Jennifer and Clara are working together to build the movement for climate action

Meet some XR Rebels! Jennifer and her daughter Clara are working together to build the movement for climate action, writing songs for actions, and sharing a commitment to a sustainable future.

By Kaylen Sanders, XR Boston

Jennifer Smith spent years feeling paralyzed by knowledge that the planet was moving towards an uninhabitable state. As a psychologist practicing in Cambridge, she is no stranger to difficult discussions about what it means to exist in a world where pathological denial often takes the place of activism. However, after the grim 2018 IPCC report on the climate emergency, Jennifer felt a newfound pull to get involved. Among her inspiration to take action, she lists none other than teenage climate change activist Greta Thunberg.

"The fact that she was doing something and that I was doing nothing...really just sort of drove it home that I needed to become active in some way," Jennifer insists. "Everything she says makes sense and she really highlights the passivity of the adults and the neglect. If she can do it, then I can do it."

Today, Jennifer belongs to an affinity group within Extinction Rebellion Boston called Coral Reef. She co-coordinates the action working group and helps organize music as part of the art working group. Initially, she had considered joining her local 350.org chapter, but she found herself drawn to XR after listening to two of the UK cofounders on a podcast. "It was the civil disobedience that, for me, was particularly compelling," Jennifer explains. That podcast spurred her to attend an XR orientation in Boston near her Watertown home, and the global movement swiftly became a major part of her life.

"I wanted to do direct action and I loved the fact that XR was very creative and had a big art component," says Jennifer. She is one of the folks who keeps art at the forefront of the movement. Even without a formal music background, she serves as one of the music coordinators, facilitating musical actions and assisting with scheduling and choosing songs. In December, she and her daughter rewrote lyrics to familiar holiday carols and joined other members of Coral Reef for caroling-turned-activism at the shopping mall.

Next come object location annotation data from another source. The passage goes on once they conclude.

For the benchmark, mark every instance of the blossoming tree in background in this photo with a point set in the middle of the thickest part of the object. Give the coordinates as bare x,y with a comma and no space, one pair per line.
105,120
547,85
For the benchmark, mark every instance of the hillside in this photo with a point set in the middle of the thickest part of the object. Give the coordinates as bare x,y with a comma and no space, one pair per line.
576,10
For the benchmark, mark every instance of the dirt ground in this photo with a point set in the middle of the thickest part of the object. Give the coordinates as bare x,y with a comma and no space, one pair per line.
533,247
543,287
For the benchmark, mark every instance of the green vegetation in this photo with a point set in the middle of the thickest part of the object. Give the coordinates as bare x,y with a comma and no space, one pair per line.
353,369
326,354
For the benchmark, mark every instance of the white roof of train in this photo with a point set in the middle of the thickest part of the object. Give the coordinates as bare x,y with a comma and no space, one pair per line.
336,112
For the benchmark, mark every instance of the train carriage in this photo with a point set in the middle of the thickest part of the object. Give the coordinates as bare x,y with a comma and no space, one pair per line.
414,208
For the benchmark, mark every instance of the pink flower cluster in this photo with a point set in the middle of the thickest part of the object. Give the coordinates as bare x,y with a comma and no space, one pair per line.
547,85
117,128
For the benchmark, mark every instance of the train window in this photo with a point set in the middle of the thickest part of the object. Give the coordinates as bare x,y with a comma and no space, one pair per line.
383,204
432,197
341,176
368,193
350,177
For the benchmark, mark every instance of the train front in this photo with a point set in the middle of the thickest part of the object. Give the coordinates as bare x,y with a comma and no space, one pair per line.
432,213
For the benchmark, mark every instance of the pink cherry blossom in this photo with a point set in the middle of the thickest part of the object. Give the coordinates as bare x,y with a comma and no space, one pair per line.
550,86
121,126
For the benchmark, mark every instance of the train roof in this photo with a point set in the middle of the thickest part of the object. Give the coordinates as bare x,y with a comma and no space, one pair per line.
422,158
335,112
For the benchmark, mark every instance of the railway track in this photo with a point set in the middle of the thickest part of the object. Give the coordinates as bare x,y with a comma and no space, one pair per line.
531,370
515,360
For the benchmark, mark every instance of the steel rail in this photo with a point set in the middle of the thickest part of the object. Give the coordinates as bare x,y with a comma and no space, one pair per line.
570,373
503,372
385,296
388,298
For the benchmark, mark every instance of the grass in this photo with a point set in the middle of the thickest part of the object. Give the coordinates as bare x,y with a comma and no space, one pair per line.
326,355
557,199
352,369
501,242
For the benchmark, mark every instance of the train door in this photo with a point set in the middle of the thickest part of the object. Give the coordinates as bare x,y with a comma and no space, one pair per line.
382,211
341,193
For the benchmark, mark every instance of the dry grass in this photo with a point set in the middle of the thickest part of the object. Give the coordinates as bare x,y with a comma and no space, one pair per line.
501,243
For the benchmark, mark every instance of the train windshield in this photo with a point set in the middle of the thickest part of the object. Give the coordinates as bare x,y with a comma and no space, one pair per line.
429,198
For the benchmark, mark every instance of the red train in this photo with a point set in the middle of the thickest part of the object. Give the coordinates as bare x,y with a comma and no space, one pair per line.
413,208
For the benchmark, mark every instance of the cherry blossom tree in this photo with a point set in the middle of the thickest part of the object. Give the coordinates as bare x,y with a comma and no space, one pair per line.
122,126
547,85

What Jennifer perhaps loves most about XR is the opportunity to connect with her 11 year-old daughter, Clara. "If [parents] understood that it could be something they could do with their kid, then I think they would be much more likely to do it. And that it's fun and that, sure, some of the stuff is scary, but it's not traumatizing. You know, it's actually empowering," Jennifer adds. Attending XR meetings and demonstrations with Clara fuses climate education and community engagement with valuable family time.

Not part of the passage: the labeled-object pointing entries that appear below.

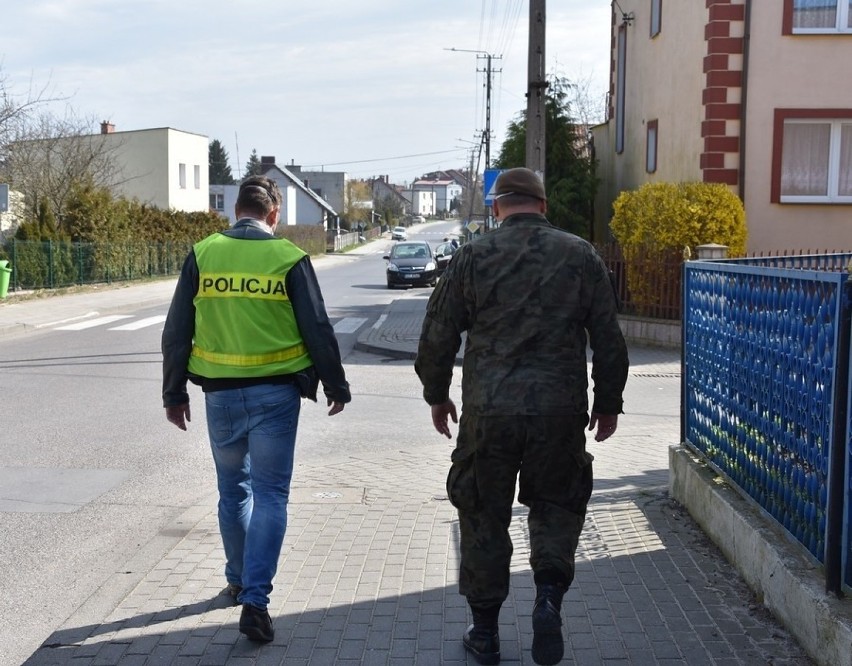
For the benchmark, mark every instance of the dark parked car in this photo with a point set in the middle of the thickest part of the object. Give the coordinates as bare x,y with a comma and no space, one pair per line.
411,263
443,253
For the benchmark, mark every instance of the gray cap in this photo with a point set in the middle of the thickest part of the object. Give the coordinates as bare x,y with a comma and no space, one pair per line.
519,181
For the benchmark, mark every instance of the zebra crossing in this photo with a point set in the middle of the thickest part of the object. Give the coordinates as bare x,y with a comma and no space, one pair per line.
346,325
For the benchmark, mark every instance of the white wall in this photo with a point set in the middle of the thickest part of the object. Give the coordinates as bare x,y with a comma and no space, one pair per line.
148,164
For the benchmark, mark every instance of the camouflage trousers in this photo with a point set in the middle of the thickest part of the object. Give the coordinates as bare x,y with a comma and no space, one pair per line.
547,455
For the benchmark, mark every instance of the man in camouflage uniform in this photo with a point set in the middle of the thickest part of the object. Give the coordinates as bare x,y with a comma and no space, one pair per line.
528,295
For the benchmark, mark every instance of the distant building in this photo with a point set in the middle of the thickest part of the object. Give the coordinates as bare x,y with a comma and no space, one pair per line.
300,205
739,92
384,190
445,191
422,202
328,185
163,167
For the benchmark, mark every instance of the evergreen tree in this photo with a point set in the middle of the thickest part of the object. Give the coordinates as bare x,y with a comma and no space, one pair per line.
570,180
253,166
219,167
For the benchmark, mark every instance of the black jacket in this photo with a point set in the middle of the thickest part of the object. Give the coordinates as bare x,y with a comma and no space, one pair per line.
317,332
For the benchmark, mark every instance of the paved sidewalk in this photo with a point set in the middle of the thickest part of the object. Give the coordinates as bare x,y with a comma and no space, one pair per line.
368,574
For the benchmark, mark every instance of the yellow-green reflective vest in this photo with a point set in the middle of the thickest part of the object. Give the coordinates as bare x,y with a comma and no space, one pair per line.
244,321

Clara, a lifelong advocate for animal rights, has been a vegetarian for years, but she maintains that the best route to a greener future is through activism centered on corporations and government-mandated change. Her ideas for climate leadership are simple but big: "First, listen to the science because that's really important. Sign the Green New Deal. And...definitely reduce CO2 emissions very quickly, but try to do it smoothly." She has participated in youth climate strikes on Fridays and sometimes brings friends along to XR events and protests, but she finds it odd that more people aren't overtly concerned.

"I think about my future. Everybody's always told me it's pretty secure and stuff, and it's kind of hard to accept that it's not," Clara admits. She dreams of being an environmental scientist, maybe a marine biologist, and without a doubt, an activist -- but what will the world of Clara's future look like?

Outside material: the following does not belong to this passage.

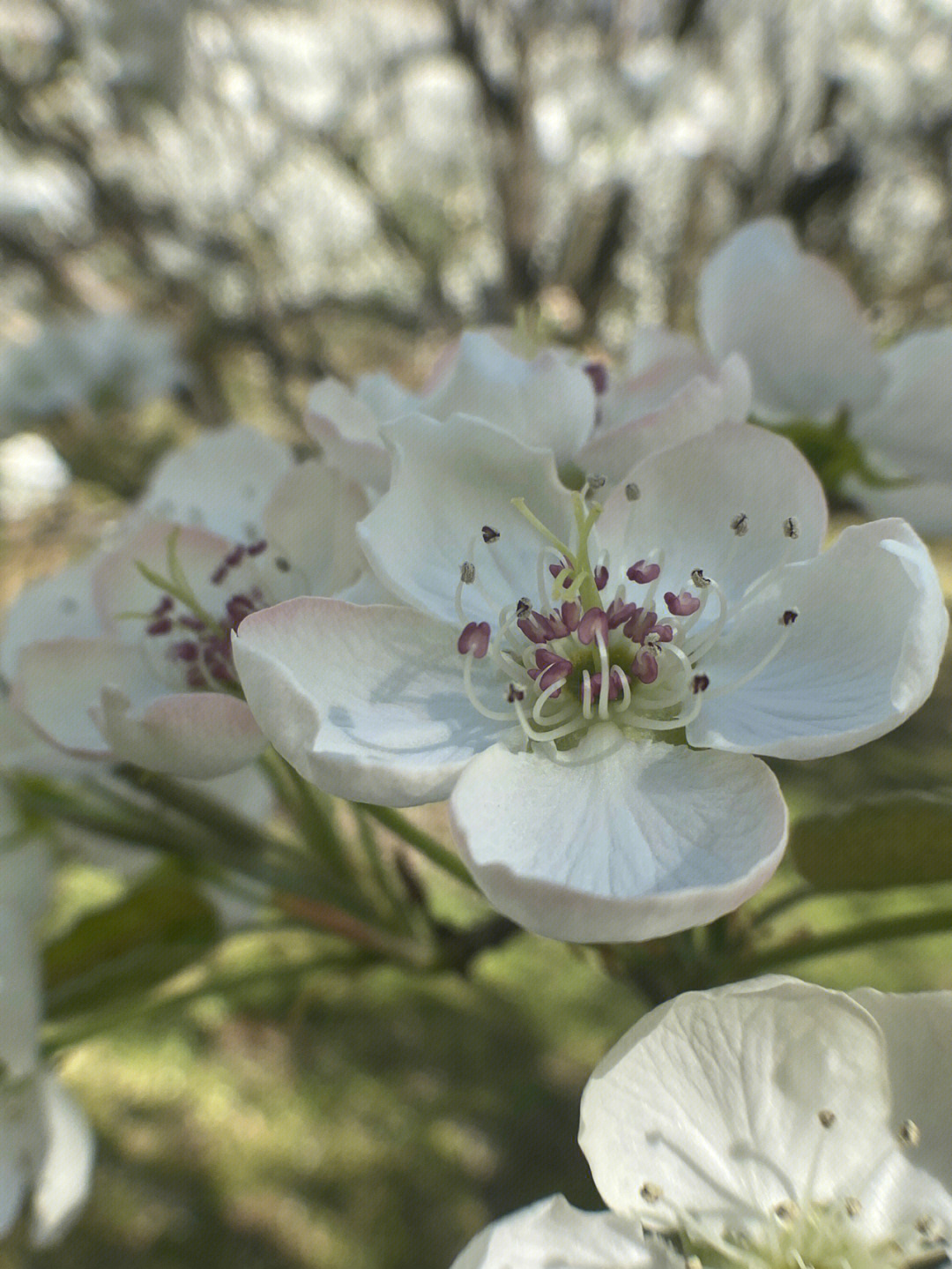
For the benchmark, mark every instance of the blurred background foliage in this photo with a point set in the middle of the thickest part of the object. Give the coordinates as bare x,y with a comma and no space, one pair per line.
205,207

Jennifer acknowledges that maintaining optimism is not easy, yet she frames it as a form of self-preservation. "I'm very interested in the organizer Mariame Kaba’s idea of hope as a discipline, like a choice, you know. It was easy to envision a positive future when it looked like Sanders might actually get the nomination. Now, with the outbreak and what’s been going on with electoral politics, it’s obviously more challenging to be hopeful, but I also see this interruption in business as usual as an opportunity to push hard for a progressive agenda. I start to think oh, well, perhaps we could have a Green New Deal, a radical Green New Deal, and perhaps we could turn things around."